Hospitalists Offer Best Guess at Patient Costs

It’s often difficult for patients to know how much they’ll pay for procedures, tests and services in a hospital, but the same seems true for their doctors.  In a recent study in the Journal of Hospital Medicine, hospitalists fared poorly in a survey assessing their knowledge of patient costs.

As reported by Karen Cheung for HealthLeaders Media, researchers “asked hospitalists how much a hypothetical unadjusted self-paying patient would be billed for commonly used services, procedures, tests, and physician charges. Out of the 26 completed hospitalist surveys, researchers found that only a tenth of them were within a 10% accuracy rate.”

For example, when asked to price an overnight stay in an ICU bed, hospitalists guessed anywhere from $750 to $6,000. Researchers put the true cost for a night in the ICU at the hospitals in their study at $1,107.

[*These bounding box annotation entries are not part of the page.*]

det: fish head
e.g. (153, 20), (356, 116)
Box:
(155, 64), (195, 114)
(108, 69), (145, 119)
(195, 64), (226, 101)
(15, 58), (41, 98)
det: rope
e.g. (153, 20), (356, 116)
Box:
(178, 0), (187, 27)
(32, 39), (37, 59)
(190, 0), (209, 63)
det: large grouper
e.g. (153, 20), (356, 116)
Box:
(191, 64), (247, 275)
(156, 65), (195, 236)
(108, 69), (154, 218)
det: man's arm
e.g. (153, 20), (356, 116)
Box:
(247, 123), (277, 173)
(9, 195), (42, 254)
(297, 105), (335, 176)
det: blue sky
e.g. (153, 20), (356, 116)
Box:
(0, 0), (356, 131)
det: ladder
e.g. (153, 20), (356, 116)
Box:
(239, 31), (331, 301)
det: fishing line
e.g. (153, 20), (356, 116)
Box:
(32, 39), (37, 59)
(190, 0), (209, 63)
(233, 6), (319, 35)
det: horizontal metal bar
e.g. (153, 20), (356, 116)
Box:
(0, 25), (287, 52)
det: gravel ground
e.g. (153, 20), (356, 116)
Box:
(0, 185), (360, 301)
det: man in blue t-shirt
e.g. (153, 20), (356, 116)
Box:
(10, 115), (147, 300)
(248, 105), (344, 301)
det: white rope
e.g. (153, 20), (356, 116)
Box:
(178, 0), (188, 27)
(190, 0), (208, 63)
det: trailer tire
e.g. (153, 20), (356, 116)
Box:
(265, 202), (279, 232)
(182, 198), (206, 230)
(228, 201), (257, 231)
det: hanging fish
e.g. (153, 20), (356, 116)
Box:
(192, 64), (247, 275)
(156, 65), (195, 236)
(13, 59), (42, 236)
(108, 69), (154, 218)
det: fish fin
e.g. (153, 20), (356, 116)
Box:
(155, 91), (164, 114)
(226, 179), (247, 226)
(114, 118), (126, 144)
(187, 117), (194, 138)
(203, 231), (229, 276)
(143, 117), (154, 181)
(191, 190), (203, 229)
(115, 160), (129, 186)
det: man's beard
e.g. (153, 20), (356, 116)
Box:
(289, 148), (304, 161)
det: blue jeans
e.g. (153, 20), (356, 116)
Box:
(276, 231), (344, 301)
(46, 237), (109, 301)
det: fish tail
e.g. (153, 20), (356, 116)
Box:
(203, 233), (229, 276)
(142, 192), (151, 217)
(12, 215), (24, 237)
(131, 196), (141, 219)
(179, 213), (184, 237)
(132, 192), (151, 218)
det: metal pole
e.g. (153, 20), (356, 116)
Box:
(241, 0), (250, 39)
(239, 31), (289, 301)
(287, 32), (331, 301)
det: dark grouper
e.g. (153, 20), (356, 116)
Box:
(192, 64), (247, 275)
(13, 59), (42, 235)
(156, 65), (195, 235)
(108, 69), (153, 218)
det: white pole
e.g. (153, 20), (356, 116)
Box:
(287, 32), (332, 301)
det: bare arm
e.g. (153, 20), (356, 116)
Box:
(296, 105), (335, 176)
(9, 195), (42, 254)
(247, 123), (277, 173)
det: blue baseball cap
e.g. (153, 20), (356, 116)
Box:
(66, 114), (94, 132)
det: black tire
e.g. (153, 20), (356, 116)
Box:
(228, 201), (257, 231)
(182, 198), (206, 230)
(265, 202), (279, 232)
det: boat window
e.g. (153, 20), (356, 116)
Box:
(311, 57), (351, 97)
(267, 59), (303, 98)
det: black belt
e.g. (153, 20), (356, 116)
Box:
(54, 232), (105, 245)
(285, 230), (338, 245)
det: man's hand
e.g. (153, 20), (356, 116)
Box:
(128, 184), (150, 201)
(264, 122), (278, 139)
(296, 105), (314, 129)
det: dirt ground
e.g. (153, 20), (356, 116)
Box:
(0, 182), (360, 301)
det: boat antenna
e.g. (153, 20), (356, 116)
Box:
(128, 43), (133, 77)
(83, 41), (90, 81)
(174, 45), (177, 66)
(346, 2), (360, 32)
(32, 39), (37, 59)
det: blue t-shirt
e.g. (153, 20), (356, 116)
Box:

“Their guesses were not very close, in general, to the so-called ‘true price’,” says Jeremy D. Graham, MA, DO, internal medicine residency Spokane faculty, clinical assistant professor of medicine at the University of Washington School of Medicine, and lead author of the study.

Physicians are not generally trained on price awareness and the authors point out that true patient costs are challenging to ascertain because of cost adjustments between hospitals and insurers.